Sex education starts in the household the child will develop sexually habits for there parents if there mother thinks it OK to go to the clubs and bring home a different guy every weekend that creates a problem. The child may believe that sex is something you do with someone you just like and not something do with someone they love and plan on being with.
I was raised in a single parent home, and my view on relationship came from “The Wonder Years” I spent my first school years trying to court a pretty nerdy girl with glasses. I honestly thought walking her home enough times she would be my girlfriend. On the days that her mother came to pick her up, the deal was that I would just follow them a couple of yards behind and she would glance back and smile. Now, that I think about I was stalking her. Anyway…back to the topic at hand.
Children learn how to behavior from home first, then they pick up things in school and friends.
Parents must start this education early leading by example. “I love you mother this why you see me hugging and kissing her all the time.” I pretend to be jealous when my son hugs his mother…”Why are you trying to hug my girl” He replies “Well, that’s my mother and I love her too”. He knows at age 8 what type of touching is inappropriate. When I detect my children has an interest in a romantic relationship. I have to give them the talk.
The talk I already have planned out.
“Listen, I noticed that you are starting to take interest in Jack/Jill. I want you to be aware of certain things” He/she may want to cut me off and tell me that he/she knows but I have to tell them anyway.
“Listen there will be a time when you feel that you are ready to have sex. This decision is not mines only you know when it’s the time. When you feel it time I want you to tell me. I want you to be able to come to me or your mother with question regarding sex or just about anything. Here you know what this is. Here is a little keychain in there is a condom in there. I want you to put this on your key chain and carry this around at all times. There is a whole entire box of this in your socket draw. I don’t want you to give them to your friends they cost money I can’t support everyone. When you are getting low I want you to tell me and we will go to the Pharmacy to get some more. It’s nothing to be embarrassed about. I will not ask you questions about who you are having sex with but I would hope that you bring her around so me and your mother could meet the young lady. During sex you feel yourself about to climax I want you to pull out. After you ejaculate into this condom I want you to check it for any holes, or breaks. If you can’t tell take this condom in the bathroom and fill it will water and check. You have to go to the bathroom to clean up and so should this young woman. If the condom does have a hole or a break in it, I want you to get me on the phone with me not matter what time it is. She could get pregnant but there are spermicides, chemical that kills the sperm cells to prevent pregnancy. It’s very important that this spermicide is used shortly after this happens. I think I’m going to deep into it for right now so let me just tell you be careful and come to me or your mother if you have any questions.”

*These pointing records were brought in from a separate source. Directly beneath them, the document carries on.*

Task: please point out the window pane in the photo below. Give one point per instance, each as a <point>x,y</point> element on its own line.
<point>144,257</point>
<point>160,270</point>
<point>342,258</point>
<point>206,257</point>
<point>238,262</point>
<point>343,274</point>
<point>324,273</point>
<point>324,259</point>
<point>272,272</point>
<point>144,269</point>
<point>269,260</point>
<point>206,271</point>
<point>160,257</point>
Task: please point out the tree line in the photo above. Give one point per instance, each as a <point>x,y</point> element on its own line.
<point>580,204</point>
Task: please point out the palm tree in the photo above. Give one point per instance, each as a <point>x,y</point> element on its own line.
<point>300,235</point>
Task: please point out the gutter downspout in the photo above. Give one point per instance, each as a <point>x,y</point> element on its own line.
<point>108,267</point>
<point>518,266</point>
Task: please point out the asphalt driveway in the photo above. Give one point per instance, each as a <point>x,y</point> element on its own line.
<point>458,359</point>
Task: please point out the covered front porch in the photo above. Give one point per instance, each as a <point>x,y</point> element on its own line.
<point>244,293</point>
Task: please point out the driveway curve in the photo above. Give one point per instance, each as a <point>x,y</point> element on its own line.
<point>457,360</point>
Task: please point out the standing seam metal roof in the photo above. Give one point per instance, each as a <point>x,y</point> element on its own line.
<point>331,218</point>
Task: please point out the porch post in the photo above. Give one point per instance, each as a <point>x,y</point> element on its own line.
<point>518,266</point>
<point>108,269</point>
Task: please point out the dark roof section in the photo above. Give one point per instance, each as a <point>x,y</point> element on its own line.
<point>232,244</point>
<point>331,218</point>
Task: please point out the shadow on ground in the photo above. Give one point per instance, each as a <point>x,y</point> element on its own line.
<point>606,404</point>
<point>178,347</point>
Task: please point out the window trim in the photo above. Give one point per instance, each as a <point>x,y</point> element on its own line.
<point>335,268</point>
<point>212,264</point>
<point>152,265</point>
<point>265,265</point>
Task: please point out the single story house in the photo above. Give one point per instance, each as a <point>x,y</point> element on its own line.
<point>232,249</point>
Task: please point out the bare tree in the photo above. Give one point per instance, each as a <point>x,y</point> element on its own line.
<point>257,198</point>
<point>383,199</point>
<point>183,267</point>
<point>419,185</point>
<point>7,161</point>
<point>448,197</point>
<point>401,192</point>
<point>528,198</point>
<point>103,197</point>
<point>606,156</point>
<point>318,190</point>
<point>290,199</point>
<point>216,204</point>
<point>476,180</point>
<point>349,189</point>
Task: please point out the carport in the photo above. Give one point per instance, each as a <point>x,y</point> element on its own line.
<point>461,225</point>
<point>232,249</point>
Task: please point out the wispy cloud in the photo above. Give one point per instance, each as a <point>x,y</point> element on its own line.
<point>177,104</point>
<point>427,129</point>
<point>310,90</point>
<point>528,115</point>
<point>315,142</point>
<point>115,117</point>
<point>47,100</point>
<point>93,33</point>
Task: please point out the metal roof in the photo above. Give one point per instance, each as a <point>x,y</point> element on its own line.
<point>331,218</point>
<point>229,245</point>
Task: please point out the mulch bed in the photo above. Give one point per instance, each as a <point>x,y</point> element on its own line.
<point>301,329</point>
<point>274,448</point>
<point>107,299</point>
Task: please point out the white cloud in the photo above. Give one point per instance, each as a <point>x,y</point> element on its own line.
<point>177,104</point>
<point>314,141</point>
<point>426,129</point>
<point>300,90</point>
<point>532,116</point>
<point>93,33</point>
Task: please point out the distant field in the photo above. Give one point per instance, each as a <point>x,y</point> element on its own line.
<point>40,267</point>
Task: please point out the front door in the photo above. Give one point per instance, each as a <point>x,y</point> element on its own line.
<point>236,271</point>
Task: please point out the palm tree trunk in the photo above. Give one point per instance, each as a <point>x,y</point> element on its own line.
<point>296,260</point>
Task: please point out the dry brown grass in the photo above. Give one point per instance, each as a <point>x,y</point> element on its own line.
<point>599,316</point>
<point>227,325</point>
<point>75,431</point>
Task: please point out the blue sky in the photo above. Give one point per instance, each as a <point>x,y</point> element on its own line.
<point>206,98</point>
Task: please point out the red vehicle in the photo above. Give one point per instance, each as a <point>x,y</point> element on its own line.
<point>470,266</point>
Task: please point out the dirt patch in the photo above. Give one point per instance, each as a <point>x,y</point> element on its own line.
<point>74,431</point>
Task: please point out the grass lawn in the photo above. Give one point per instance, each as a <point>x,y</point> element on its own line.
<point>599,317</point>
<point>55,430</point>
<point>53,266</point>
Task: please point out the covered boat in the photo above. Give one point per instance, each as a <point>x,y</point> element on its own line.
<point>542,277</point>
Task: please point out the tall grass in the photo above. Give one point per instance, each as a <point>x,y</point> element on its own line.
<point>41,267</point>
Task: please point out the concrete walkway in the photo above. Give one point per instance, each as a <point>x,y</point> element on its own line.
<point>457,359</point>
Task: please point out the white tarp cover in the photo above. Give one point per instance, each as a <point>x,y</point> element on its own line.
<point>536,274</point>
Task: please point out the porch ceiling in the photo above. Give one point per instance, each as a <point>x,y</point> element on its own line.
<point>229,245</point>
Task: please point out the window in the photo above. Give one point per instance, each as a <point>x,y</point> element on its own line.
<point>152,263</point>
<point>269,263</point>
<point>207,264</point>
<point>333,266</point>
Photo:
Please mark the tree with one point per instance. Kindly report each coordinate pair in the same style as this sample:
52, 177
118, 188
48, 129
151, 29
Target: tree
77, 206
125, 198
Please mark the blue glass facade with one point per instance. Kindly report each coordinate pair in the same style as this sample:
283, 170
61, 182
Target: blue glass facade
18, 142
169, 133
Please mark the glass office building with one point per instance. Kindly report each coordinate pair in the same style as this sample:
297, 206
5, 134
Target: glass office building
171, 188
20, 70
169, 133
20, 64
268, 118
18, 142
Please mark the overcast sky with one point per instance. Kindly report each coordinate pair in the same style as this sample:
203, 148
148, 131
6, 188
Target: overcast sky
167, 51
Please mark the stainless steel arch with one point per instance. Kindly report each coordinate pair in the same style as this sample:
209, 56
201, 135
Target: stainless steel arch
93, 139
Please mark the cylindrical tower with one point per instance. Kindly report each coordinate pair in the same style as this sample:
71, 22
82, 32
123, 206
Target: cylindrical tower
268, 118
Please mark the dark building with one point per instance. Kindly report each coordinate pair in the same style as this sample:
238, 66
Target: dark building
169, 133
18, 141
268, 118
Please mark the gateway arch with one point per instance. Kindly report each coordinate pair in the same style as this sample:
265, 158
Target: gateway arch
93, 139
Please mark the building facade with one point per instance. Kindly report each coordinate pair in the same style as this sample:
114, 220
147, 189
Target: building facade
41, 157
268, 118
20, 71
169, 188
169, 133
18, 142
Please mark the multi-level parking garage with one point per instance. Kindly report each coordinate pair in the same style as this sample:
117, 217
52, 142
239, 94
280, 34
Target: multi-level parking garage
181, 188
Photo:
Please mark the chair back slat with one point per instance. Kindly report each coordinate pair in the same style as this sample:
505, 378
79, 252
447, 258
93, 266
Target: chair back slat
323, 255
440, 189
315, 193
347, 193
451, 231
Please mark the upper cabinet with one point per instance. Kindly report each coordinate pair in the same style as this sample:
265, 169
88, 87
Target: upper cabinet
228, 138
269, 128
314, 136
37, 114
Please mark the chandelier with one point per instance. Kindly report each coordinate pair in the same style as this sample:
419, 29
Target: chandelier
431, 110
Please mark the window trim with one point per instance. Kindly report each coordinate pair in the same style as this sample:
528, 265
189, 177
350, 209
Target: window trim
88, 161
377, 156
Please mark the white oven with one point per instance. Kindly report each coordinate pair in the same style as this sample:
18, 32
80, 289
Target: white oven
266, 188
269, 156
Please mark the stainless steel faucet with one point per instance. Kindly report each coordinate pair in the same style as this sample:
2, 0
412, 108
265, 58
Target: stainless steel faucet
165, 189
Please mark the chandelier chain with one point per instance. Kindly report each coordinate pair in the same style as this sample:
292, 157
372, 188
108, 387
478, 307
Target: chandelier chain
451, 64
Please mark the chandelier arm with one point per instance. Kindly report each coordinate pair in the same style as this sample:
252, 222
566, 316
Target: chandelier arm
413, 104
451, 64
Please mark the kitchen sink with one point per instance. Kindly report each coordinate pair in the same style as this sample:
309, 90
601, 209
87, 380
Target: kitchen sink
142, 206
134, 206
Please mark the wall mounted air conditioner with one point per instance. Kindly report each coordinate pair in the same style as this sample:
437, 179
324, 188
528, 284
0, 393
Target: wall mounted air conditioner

“If I’m speaking to my daughter I will remove some of the things but I have to add this. “I don’t let this young me ejaculate inside you. I want you to explain this to him. I want you to check the condom for breaks afterwards. If you decide to have sex I want to you to use additional protection this condom could break and if this young man ejaculates in you could get pregnant and don’t think you want a new born to take care of. You should be on a birth control system here is a couple of pamphlets I got from the doctors office. If you want me or your mother or both of us to go with you we will just let us know so we can take a day off. If you decide to have sex I will not be upset I rather you not start having sex but if you are going to do it you have to do it right.”
No subject should be off limits how much you share is about your sex life is up to you. But you want an open relationship. This in my opinion is the best way to prevent teenage pregnancy and increase in STD’s.